- Other names: MySurveyLab
- Developer: 7 Points sp. z o.o.
- Initial release: 2006; 20 years ago
- Operating system: Cross-platform
- Platform: Web, iOS, Android
- Available in: All languages
- Type: Survey management; Computer-assisted survey information collection; Questionnaire construction; Data collection; Mobile forms;
- License: Proprietary
- Website: surveylab.com
- As of: December 2025

= SurveyLab =

Survey management tool

SurveyLab is an online system designed for creating and deploying surveys, questionnaires, web forms, tests, and quizzes. The platform functions as a web application, without the need for additional software installation.

Founded in 2006, by the Polish company 7 Points, SurveyLab is used by businesses and professional users for market research, human resources assessments, customer feedback, and academic research.

== History ==

SurveyLab was launched in 2006 under the name MySurveyLab, developed by the Warsaw-based company 7 Points. Early media coverage described the system as supporting online survey creation, real-time reporting, group collaboration and question logic, and noted that the platform was opened to custom feature development.

MySurveyLab featured multi-user accounts, SSL-secured surveys, and support for right-to-left languages. Further 2010s updates improved reporting capabilities, expanded question types, and integration options.
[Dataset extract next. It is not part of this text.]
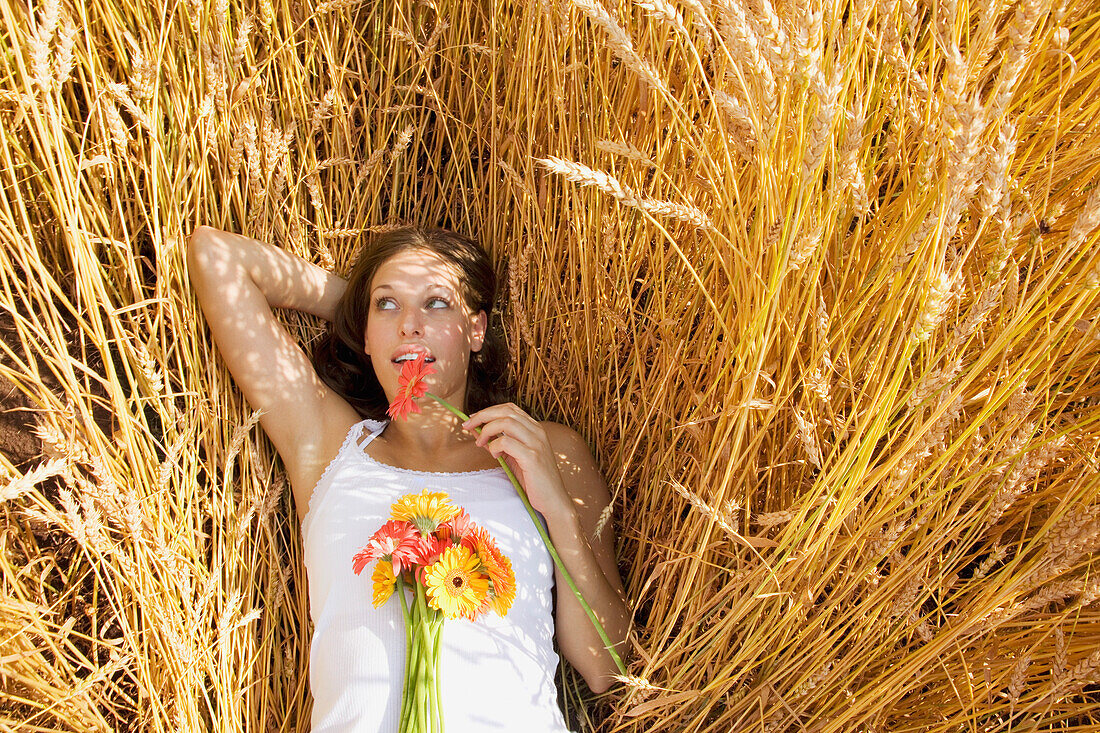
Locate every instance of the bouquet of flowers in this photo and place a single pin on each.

In 2020, the platform was rebranded to SurveyLab. By the early 2020s, the software supported integrations with external tools including Zapier, and offered additional analytics features. In 2025, 7 Points reported that SurveyLab had over 85,000 registered users and had processed over 7 million surveys.

== Functionalities ==

SurveyLab is a web-based platform used for creating online surveys, questionnaires, and forms. Independent reviewers and software directories describe it as a tool used for market research, customer feedback management, and human resources-related assessments, including employee feedback surveys. According to the creators at 7 Points, SurveyLab supports customer satisfaction measurement, survey analysis, and 360-degree feedback evaluations. The platform allows users to create surveys with no limits on the number of questions or responses.

Independent reviews describe SurveyLab as offering multiple-choice, matrix, rating-scale, and open-ended questions. According to 7 Points, the platform manages market-research workflows, including Net Promoter Score, Customer Satisfaction, and Customer Effort Score questions. The tool can also re-use previous answers in later questions, and create A/B survey variants.

SurveyLab can integrate with external services and applications through APIs and third-party connectors. According to its developers, the platform can connect with customer service tools, as well as CRM, marketing automation, e-commerce, and data-storage tools An industry review cited workflow integrations with CINT, Slack, Salesforce, and Zendesk Other integrations included Aquera (SSO), Sona Systems (internet research), and Synerise (customer data management).

== Data collection and aggregation ==

Independent descriptions note that SurveyLab can combine results from emails, SMS, website widgets and pop-ups, QR codes, and social media. Its surveys are also accessible through mobile apps on iOS and Android, used for online and offline data collection in the field. Developers state that the tool supports exporting data as CSV, Excel, and SPSS, with independent reviews also mentioning PDF and PowerPoint.

SurveyLab can automate response collection through a multi-channel survey distribution and reporting. It includes data trends, offline responses, and reminders to non-respondents. According to its documentation, newer versions include AI-based tools that detect and analyze sentiment, and a survey builder generating questionnaires based on user prompts.

=== Data security and compliance ===
According to 7 Points, SurveyLab provides password-protected surveys, token-based access, IP-address filtering, and two-factor authentication for user accounts, and it complies with the General Data Protection Regulation.

== Awards and accolades ==

In 2017, SurveyLab was listed in Capterra’s Top 20 Survey Software ranking, among 20 highest-scoring survey tools based on market presence and user base.

In 2018, a software review platform FinancesOnline awarded SurveyLab the Rising Star Award and the Great User Experience Award, distinctions given to products that demonstrate positive user satisfaction and strong usability characteristics.